Sugar molecules are the building blocks of carbohydrates. So, does that mean that you should avoid all carbohydrates to lower your cholesterol?
There are two types of carbohydrates: simple and complex.
Simple carbohydrates are quickly absorbed and cause a sharp rise in blood sugar. Foods high in simple sugars usually contain ADDED sugar as well, like candy, soda, and baked goods. Other simple carbs may include white bread, fruit juice, and breakfast cereals.
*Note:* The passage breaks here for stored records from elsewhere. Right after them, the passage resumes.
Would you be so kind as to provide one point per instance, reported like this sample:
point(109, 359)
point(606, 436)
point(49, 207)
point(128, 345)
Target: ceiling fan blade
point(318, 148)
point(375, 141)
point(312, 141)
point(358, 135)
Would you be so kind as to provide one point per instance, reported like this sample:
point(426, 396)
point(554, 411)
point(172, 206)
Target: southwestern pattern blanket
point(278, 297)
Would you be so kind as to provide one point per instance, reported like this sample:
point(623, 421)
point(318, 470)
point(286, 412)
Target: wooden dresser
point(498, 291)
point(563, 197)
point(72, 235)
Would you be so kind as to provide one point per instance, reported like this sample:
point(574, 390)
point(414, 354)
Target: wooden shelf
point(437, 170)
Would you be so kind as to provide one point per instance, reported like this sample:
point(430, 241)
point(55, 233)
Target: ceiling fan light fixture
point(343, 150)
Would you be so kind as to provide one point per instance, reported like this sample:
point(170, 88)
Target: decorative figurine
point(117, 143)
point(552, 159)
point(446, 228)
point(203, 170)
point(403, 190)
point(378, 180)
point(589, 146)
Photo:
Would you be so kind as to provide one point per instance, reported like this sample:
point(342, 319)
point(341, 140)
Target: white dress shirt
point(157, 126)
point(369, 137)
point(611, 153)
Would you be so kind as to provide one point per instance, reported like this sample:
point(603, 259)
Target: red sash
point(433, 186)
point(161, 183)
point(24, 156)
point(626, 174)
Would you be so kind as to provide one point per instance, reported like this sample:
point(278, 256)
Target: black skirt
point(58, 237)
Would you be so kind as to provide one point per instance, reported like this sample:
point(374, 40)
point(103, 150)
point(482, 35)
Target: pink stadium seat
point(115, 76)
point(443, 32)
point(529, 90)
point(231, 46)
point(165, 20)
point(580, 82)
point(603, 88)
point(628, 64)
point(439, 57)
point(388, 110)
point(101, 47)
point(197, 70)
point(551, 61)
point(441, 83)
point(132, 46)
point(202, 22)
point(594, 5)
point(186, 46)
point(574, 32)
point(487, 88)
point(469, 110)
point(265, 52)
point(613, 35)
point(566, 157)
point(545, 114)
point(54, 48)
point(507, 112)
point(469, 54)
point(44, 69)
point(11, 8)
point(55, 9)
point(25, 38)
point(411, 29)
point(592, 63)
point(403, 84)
On the other hand, complex carbohydrates are slowly absorbed and cause a gradual increase in blood sugar. Foods that contain complex carbohydrates are high in fiber – like beans, fruit, starchy vegetables, and whole grains.
A low-carbohydrate diet, like the ketogenic diet, may effectively lower triglycerides and total cholesterol while increasing HDL (good) cholesterol (6, 7). This may be due to the significant weight loss that often comes along with these low-carb diets.
Related post: The Ketogenic Diet: A Dietitian’s Review
While I’m not against using a ketogenic diet as a medical nutrition therapy, it can be difficult to follow and may lead to nutrient deficiencies if not properly planned. It also hasn’t been studied as a long-term diet (>2 years).
Ultimately, tons of studies show that you don’t need to eliminate carbs to improve cholesterol levels. In fact, including real-food sources of complex carbohydrates, like beans and whole grains, have a very protective, cholesterol-lowering effect (8, 9, 10).
Let’s get to the good stuff! You now know that eating too many sweets and added sugar can worsen cholesterol numbers, increase inflammation, and increase your risk of heart disease.
So, what should you eat?
Ultimately, the best diet to lower cholesterol is rich in fiber and contains real, wholesome foods!
Avoid eating too much added sugar and sweets. But, also know that an occasional sweet treat can easily fit into your diet if you have a solid foundation of healthy habits and balanced meals.